Look at the segment defaults. Does [BP+04h] use DS or SS? And is the second instruction accessing address 3000h?
Show answer
Bug: Both instructions use [BP+04h] which defaults to SS (because BP is used). The first instruction correctly reads from SS:0054h (PA = 20054h). But the second instruction ALSO writes to SS:0054h — the programmer wanted to write to DS:3000h but used [BP+04h] again! This just reads and writes the same stack location. Fix: To write to the global at DS:3000h, use MOV [3000h], AX (direct addressing, defaults to DS).
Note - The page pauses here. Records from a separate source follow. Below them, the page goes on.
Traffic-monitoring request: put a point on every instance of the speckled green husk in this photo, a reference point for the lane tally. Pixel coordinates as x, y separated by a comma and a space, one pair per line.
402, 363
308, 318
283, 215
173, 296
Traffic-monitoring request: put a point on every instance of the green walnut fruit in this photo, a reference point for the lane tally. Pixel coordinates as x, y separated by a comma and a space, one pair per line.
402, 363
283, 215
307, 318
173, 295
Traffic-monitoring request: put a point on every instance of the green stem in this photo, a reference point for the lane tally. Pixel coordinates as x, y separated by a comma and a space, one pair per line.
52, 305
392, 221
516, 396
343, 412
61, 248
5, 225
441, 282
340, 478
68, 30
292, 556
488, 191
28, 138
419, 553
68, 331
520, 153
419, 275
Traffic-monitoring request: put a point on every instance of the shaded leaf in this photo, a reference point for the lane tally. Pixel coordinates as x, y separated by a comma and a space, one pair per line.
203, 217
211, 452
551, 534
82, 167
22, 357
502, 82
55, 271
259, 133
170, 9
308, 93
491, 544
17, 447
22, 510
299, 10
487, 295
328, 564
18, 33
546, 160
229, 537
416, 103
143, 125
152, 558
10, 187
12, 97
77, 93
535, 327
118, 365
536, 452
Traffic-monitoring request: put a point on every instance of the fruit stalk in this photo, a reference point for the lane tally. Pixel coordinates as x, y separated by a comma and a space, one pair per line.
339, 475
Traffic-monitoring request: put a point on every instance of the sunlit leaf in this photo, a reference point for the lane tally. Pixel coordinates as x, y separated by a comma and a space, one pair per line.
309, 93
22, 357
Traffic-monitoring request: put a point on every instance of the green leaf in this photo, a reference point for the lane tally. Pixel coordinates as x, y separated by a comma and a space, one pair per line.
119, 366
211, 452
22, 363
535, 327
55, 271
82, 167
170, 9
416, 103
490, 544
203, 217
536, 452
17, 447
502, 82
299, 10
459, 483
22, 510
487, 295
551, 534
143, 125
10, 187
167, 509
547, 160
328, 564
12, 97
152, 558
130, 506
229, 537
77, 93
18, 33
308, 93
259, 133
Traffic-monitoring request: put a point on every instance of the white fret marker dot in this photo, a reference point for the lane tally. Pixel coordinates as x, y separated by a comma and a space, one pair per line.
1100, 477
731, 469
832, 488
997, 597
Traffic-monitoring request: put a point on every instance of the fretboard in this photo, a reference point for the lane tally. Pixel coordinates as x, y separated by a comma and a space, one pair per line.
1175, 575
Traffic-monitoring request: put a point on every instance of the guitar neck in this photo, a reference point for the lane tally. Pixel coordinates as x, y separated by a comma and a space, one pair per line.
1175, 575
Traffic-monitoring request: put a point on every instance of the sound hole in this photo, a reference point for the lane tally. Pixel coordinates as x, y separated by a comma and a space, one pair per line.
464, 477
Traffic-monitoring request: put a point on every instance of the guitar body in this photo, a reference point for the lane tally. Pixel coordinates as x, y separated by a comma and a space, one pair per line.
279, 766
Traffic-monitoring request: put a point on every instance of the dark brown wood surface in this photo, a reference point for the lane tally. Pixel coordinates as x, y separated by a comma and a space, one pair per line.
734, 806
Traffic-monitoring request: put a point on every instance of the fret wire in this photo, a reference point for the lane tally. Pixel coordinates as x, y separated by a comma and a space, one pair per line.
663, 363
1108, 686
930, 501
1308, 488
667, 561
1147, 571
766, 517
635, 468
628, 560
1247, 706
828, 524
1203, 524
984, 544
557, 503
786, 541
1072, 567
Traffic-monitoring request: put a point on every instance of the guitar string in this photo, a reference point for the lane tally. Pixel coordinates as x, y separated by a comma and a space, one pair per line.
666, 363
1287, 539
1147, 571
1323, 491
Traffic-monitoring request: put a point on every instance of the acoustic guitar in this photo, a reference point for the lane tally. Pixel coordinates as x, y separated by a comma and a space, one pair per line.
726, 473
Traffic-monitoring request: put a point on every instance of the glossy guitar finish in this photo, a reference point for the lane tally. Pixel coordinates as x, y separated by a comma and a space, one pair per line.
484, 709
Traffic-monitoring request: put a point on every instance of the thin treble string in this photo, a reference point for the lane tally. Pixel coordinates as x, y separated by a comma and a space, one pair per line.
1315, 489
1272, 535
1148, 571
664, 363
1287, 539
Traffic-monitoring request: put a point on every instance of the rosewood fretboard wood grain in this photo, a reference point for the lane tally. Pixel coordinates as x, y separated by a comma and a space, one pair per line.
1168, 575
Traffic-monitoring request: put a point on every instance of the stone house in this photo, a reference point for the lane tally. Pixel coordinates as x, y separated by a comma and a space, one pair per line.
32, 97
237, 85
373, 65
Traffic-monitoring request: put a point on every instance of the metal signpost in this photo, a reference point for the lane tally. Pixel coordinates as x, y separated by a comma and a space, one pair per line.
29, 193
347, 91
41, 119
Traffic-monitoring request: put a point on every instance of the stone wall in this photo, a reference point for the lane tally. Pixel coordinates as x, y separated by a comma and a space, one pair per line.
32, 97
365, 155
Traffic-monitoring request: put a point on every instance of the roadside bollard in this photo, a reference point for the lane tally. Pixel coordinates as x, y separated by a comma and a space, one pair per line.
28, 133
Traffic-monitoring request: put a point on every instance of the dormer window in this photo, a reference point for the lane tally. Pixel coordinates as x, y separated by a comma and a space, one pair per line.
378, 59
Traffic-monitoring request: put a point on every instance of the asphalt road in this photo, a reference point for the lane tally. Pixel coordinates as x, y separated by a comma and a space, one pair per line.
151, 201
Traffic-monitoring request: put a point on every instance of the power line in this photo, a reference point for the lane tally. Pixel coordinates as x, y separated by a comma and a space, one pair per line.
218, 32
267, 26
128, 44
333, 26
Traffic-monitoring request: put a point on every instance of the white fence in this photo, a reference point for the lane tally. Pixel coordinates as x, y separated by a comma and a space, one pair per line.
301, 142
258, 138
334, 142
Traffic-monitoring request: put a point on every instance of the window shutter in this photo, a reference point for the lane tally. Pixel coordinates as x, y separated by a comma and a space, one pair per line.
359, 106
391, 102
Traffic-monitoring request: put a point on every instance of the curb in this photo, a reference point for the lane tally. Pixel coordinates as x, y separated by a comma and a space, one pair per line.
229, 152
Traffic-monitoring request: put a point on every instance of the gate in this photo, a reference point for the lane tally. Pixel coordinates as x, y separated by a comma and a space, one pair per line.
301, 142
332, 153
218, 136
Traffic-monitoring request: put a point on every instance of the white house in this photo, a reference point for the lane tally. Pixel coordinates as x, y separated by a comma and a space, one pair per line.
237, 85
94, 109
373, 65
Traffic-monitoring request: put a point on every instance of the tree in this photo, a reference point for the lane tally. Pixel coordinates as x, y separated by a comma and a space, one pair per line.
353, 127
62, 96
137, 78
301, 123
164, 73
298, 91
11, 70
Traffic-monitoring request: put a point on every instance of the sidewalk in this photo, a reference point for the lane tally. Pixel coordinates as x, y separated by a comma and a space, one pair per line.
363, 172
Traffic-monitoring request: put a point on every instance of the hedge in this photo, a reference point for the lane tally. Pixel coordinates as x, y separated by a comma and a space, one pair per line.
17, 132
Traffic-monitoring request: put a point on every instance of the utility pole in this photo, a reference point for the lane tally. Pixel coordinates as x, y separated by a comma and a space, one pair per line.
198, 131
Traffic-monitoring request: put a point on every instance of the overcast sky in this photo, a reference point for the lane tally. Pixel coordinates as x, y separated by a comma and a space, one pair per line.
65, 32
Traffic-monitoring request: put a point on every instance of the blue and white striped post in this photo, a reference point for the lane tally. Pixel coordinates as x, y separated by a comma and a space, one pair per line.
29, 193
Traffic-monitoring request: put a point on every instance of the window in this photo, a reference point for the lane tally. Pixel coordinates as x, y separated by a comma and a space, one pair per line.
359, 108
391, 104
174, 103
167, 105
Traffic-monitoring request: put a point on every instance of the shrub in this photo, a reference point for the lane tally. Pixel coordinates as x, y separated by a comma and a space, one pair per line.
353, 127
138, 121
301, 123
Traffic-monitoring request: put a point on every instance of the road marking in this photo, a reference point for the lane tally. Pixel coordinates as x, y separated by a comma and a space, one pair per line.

The programmer confused the effective address [BP+04h]=0054h with the target address 3000h.

Explain like I'm 5

Finding an address is like finding a house. The segment is like the city name — it tells you the big area. The base register is like the neighborhood. The index register is like the street number. The displacement is like the house number. You add them all up to get the exact location. If someone says 'use the ES city instead of the DS city,' that is a segment override — same street and house number, but in a completely different city!

Fun fact

The 8086 has an interesting limitation: you cannot use AX, CX, DX, or SP as base or index registers in addressing modes. Only BX, BP, SI, and DI are valid. This restriction exists because Intel only had 4 bits in the ModR/M byte encoding to specify the addressing mode — and only 8 combinations were enough to cover all useful patterns. Modern x86-64 removed this limitation with the REX prefix and SIB byte.

Hands-on challenge

Given DS=5000h, SS=6000h, ES=7000h, CS=8000h, BX=1000h, BP=2000h, SI=0300h, DI=0400h, calculate EA, default segment, and 20-bit PA for each: (a) MOV AX,[3000h], (b) MOV AX,[BX+SI+100h], (c) MOV AX,[BP+DI], (d) MOV AX,CS:[SI], (e) MOV AX,[BP+1000h], (f) MOV AX,[BX+DI+200h]. Then identify which two instructions access overlapping memory ranges if we change ES to 5130h.